32 | good bye

7.5K 519 144
                                    

"Udah semua, Gen?" Tanya Icha kepada Gentala yang sedang menutup kopernya dengan susah payah.

Kopernya penuh banget. Padahal ada lebih dari satu. Maklum, sih. Namanya juga mau minggat.

"Udah." Jawab Gentala seraya berdiri lalu ia merenggangkan otot-otot tangan dan bahunya.

Icha mengamati semua barang-barang yang sudah Gentala packing lalu kembali mengabsen beberapa barang yang harus anaknya itu bawa. Gentala yang terkadang pelupa kemudian mengumpulkan barang-barang tersebut ke dalam kopernya dibantu oleh sang bunda.

Setelah selesai, Gentala menjatuhkan dirinya di tepi ranjang. Sumpah, packing itu hal paling melelahkan. Apalagi kalau packing-nya seserius sekarang. Ketika barang-barang yang dibawa banyaknya luar biasa karena kita harus minggat dalam waktu yang cukup lama.

"Gen ..." Icha menghampiri Gentala dan duduk di sebelahnya. "Maafin bunda, ya?"

Gentala memutar kedua bola matanya dengan malas. "Udah, bun. Bunda minta maaf udah dari berapa bulan yang lalu? Dari Gentala masih pakai seragam sampe sekarang Gentala udah wisuda dan tinggal besok berangkat, minta maaf terus. Bosen, tahu?"

Icha mencebik kecil. Wajahnya memelas. "Bunda sayang sama kamu, loh. Jangan pikir bunda kayak gini karena bunda mau buang kamu, ya?"

Gentala berdecak. "Bun, kebanyakan nonton sinetron, ah."

"Ini bunda takut, tau?" Icha mencubit lengan Gentala dengan gemas.

Anaknya ini terlalu menyepelekan keresahan orang tua. Tidak tahu apa kalau jadi orang tua itu berat? Banyak kekhawatiran dan ketakutan yang disimpan orang tua di dalam hati. Bahkan sesimpel ketakutan seperti anaknya berpikiran bahwa orang tuanya bukan orang tua yang baik.

"Anak jaman sekarang, kan, kalau nggak sejalan sama ortunya langsung dibikinin thread di medsos, dibilang ortunya toxic, nggak sayang sama dia. Bunda nggak mau kamu mikir kayak mereka," terang Icha dengan kedua alis berkerut menandakan dirinya sedang serius. "Walaupun dulu waktu kamu segede Nastiti kita musuhan karena rebutan ayah, bunda tetap sayang sama kamu, Gen. Kamu, kan, anak laki-laki bunda satu-satunya. Yaaa ... walaupun mukanya nggak ada muka bunda sama sekali."

"Buuun!" Erang Gentala gemas. Bundanya ini bisa lebih dramatisir dari ini nggak, sih? "Bunda, tuh, nggak toxic! Cuma agak freak sedikit!"

Icha melotot. Tangannya refleks langsung menepuk pelan lengan Gentala. "Heh! Kacau kamu!"

Gentala pun tak dapat menahan dirinya untuk tidak tertawa. "Udah, ya, bun. Gentala nggak apa-apa. Gentala paham, kok, alasan bunda sama ayah kirim Gentala ke Singapura—"

"Good boy."

"—bunda sama ayah mau bikin adek buat Nastiti, kan?"
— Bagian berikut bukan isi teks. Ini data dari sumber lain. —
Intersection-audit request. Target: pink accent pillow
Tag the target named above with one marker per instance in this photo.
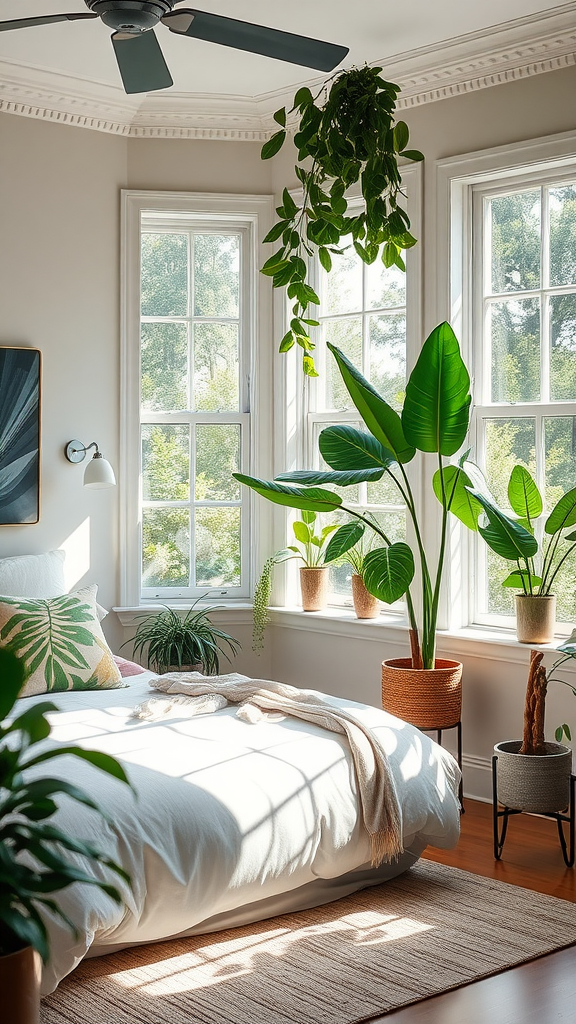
(128, 668)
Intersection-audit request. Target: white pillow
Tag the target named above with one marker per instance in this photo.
(36, 578)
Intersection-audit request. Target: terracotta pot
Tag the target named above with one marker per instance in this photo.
(535, 617)
(533, 782)
(19, 986)
(365, 604)
(428, 698)
(314, 588)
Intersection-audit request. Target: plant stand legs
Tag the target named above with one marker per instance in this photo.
(568, 850)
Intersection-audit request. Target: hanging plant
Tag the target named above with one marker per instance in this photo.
(350, 136)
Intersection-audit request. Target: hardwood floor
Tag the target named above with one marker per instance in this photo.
(540, 992)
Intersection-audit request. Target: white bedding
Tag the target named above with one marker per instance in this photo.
(233, 821)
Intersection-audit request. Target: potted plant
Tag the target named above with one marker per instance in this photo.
(345, 134)
(313, 549)
(182, 643)
(434, 419)
(28, 886)
(515, 540)
(533, 774)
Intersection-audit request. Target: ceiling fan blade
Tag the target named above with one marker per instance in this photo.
(140, 61)
(255, 39)
(29, 23)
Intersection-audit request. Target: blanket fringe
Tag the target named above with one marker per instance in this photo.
(384, 846)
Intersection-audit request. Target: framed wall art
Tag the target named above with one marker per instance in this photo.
(19, 436)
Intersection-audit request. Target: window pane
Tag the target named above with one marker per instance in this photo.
(341, 289)
(164, 274)
(385, 288)
(563, 235)
(165, 462)
(560, 441)
(563, 347)
(217, 457)
(216, 368)
(515, 330)
(508, 442)
(387, 356)
(216, 274)
(165, 547)
(346, 335)
(217, 547)
(516, 241)
(164, 367)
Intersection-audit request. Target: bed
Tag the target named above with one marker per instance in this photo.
(231, 822)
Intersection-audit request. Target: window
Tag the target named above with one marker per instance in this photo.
(371, 313)
(524, 340)
(190, 348)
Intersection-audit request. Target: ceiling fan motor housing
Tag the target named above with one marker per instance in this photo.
(130, 15)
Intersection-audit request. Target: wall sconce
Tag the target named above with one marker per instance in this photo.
(98, 472)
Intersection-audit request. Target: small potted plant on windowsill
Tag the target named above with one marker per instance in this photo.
(314, 550)
(422, 689)
(182, 643)
(515, 540)
(35, 867)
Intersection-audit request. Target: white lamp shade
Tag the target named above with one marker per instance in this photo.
(98, 473)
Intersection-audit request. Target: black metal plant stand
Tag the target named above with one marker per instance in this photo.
(570, 818)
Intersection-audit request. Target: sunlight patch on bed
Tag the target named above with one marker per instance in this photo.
(242, 954)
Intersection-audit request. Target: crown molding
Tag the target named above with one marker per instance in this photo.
(507, 52)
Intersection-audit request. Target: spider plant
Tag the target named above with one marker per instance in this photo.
(175, 640)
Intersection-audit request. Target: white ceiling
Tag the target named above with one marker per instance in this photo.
(75, 60)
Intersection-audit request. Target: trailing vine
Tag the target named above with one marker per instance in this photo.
(351, 136)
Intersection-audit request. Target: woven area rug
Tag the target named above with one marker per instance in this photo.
(433, 929)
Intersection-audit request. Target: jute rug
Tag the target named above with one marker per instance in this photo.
(433, 929)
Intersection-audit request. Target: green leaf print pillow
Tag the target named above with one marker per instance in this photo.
(60, 642)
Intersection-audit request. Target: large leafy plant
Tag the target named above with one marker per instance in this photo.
(435, 419)
(33, 862)
(345, 134)
(515, 540)
(171, 639)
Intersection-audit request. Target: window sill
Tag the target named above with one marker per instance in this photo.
(483, 642)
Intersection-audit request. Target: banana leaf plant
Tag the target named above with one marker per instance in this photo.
(513, 539)
(34, 866)
(435, 420)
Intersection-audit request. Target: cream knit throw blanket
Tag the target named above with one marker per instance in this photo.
(376, 788)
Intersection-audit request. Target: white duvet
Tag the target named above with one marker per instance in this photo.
(231, 821)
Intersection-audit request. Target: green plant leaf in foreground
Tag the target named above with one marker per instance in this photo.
(311, 499)
(388, 571)
(436, 411)
(381, 420)
(503, 535)
(524, 496)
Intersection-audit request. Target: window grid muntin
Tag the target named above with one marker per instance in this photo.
(539, 411)
(192, 226)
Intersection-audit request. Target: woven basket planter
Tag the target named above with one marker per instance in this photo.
(535, 617)
(314, 588)
(428, 698)
(365, 604)
(533, 782)
(19, 986)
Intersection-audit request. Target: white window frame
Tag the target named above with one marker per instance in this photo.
(251, 215)
(457, 181)
(301, 418)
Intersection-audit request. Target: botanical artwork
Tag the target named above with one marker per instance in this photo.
(19, 435)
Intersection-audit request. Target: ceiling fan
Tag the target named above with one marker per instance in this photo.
(140, 60)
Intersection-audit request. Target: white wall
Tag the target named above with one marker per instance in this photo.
(59, 227)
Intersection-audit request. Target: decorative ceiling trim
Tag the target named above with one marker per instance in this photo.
(507, 52)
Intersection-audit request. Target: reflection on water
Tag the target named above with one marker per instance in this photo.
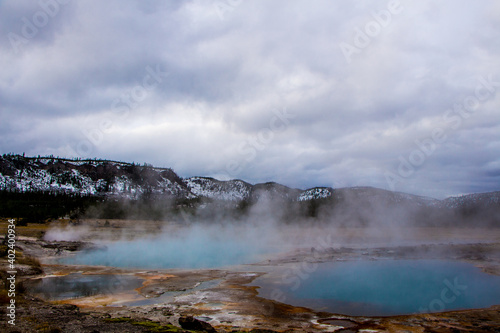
(80, 285)
(384, 287)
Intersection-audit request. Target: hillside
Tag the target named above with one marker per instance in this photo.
(129, 181)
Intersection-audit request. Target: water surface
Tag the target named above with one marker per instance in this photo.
(382, 287)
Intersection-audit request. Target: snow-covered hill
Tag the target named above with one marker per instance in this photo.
(233, 190)
(113, 178)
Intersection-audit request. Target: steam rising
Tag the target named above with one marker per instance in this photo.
(213, 235)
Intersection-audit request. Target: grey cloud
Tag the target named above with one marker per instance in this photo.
(226, 75)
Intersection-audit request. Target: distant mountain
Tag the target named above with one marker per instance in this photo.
(114, 179)
(129, 180)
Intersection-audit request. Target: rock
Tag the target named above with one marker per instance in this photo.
(190, 323)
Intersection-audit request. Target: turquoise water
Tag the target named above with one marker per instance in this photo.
(203, 252)
(383, 287)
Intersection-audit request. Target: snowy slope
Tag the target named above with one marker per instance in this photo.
(233, 190)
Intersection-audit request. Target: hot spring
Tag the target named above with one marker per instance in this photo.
(197, 248)
(383, 287)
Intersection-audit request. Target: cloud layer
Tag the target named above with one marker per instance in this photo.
(397, 94)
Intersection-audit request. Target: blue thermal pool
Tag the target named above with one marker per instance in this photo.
(205, 252)
(382, 287)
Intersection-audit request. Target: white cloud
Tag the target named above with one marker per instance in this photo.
(226, 75)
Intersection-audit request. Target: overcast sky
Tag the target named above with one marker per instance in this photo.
(392, 94)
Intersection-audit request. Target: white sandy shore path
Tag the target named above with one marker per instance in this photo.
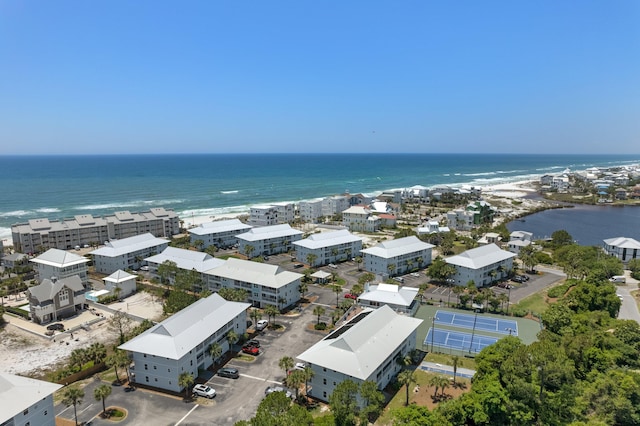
(22, 352)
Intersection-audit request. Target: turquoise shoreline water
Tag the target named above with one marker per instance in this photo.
(209, 184)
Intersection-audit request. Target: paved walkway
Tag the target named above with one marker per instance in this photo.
(434, 367)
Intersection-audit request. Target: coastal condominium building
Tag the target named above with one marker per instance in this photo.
(623, 248)
(61, 264)
(265, 284)
(26, 401)
(221, 233)
(267, 240)
(360, 219)
(187, 260)
(310, 211)
(128, 253)
(182, 342)
(366, 348)
(328, 247)
(397, 257)
(38, 235)
(272, 214)
(482, 265)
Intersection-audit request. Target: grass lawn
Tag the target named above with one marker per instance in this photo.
(421, 393)
(536, 303)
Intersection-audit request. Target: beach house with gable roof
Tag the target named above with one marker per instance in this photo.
(26, 401)
(482, 265)
(268, 240)
(187, 260)
(400, 299)
(181, 342)
(366, 348)
(127, 253)
(328, 247)
(61, 264)
(623, 248)
(221, 233)
(396, 257)
(265, 284)
(56, 298)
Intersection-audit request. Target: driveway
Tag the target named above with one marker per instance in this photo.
(235, 399)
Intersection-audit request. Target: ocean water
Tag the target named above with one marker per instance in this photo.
(205, 185)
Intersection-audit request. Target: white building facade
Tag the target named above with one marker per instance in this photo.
(482, 265)
(623, 248)
(128, 253)
(366, 348)
(25, 401)
(397, 257)
(181, 342)
(221, 233)
(55, 263)
(328, 247)
(268, 240)
(265, 284)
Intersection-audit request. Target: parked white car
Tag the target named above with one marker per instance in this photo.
(261, 325)
(204, 391)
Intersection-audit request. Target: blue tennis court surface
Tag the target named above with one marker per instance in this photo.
(477, 322)
(457, 340)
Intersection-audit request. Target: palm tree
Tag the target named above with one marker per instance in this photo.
(73, 396)
(444, 383)
(101, 393)
(232, 338)
(435, 382)
(286, 363)
(215, 350)
(318, 310)
(311, 259)
(455, 359)
(406, 377)
(337, 289)
(359, 262)
(255, 315)
(308, 375)
(185, 380)
(271, 311)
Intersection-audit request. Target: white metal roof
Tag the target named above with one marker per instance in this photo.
(186, 259)
(327, 239)
(183, 331)
(268, 232)
(399, 247)
(219, 226)
(119, 276)
(254, 273)
(115, 248)
(623, 242)
(390, 294)
(59, 258)
(480, 257)
(18, 393)
(365, 345)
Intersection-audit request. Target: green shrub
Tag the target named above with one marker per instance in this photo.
(320, 326)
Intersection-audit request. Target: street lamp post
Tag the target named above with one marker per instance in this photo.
(473, 332)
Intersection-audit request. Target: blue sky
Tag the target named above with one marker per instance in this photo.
(320, 76)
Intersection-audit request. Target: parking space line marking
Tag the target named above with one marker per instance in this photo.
(258, 378)
(186, 415)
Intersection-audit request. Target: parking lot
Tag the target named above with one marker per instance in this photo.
(236, 399)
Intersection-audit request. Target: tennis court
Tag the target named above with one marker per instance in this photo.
(477, 322)
(458, 340)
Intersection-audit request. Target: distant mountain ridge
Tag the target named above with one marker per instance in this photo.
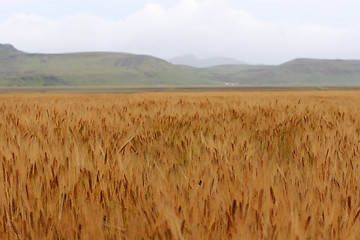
(191, 60)
(18, 68)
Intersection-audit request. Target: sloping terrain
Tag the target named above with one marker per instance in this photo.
(102, 68)
(122, 69)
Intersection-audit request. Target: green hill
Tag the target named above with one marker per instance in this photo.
(121, 69)
(77, 69)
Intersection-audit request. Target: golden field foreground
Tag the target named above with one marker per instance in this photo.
(262, 165)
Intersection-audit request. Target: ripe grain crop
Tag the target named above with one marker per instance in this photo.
(180, 166)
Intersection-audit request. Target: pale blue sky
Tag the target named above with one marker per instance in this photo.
(256, 31)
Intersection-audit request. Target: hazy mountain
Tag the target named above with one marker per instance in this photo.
(93, 68)
(191, 60)
(296, 73)
(119, 69)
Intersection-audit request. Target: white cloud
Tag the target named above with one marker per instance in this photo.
(205, 28)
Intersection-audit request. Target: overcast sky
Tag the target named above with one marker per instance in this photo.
(254, 31)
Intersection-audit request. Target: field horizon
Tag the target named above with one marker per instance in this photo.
(221, 165)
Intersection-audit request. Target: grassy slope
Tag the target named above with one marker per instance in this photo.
(92, 69)
(78, 69)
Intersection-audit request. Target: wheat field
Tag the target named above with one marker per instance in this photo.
(266, 165)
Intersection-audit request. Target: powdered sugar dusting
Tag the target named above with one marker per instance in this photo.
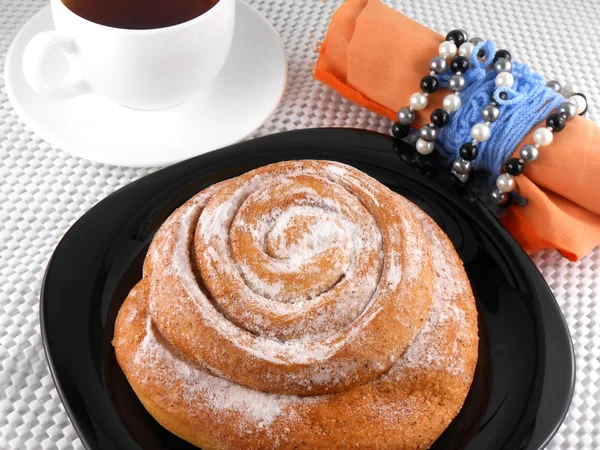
(325, 337)
(197, 386)
(429, 349)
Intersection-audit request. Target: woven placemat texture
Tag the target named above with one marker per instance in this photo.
(44, 190)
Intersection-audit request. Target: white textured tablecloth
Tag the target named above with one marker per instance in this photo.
(44, 190)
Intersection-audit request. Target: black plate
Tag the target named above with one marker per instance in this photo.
(525, 375)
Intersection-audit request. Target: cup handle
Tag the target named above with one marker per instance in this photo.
(35, 56)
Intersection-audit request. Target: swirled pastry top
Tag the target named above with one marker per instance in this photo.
(303, 277)
(297, 279)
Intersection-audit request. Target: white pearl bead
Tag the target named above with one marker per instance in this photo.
(505, 182)
(505, 79)
(424, 147)
(543, 137)
(466, 50)
(480, 132)
(447, 49)
(579, 103)
(418, 101)
(452, 103)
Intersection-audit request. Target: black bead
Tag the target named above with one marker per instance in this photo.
(459, 64)
(556, 121)
(459, 37)
(583, 113)
(439, 118)
(429, 84)
(514, 167)
(400, 131)
(502, 54)
(468, 151)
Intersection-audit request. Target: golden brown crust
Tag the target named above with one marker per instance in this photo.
(407, 407)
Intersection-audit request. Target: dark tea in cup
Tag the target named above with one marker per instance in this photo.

Mata Icha yang baru saja membentuk bulan sabit karena tersenyum, kini kembali membola. "Gentala Narapati! Ngawur, ya!"

Gentala terbahak sekali lagi. "Peluk Gentala dulu sini!" Pinta Gentala sambil merentangkan kedua tangannya.

Icha pun merangsek masuk ke dalam dekapan sang putra. Kedua tangan mereka sama-sama melingkari tubuh satu sama lain dan memberikan pelukan yang begitu erat.

"Nanti bunda sering ke sana, ya, Gen? Biar nggak terlalu berat nahan kangennya." Ucap Icha dengan nada sedih.

"Sa ae, si bunda. Bilang aja pengen shopping." Ledek Gentala diiringi decakan.

Icha tergelak. "Sssst. Ntar ayah denger, Gen!"

"Kalau denger juga nggak masalah, bun. Malah bisa-bisa ayah beliin jet pribadi buat bunda bolak-balik Singapura." Cibir Gentala ketika mengingat kebucinan sang ayah kepada bundanya.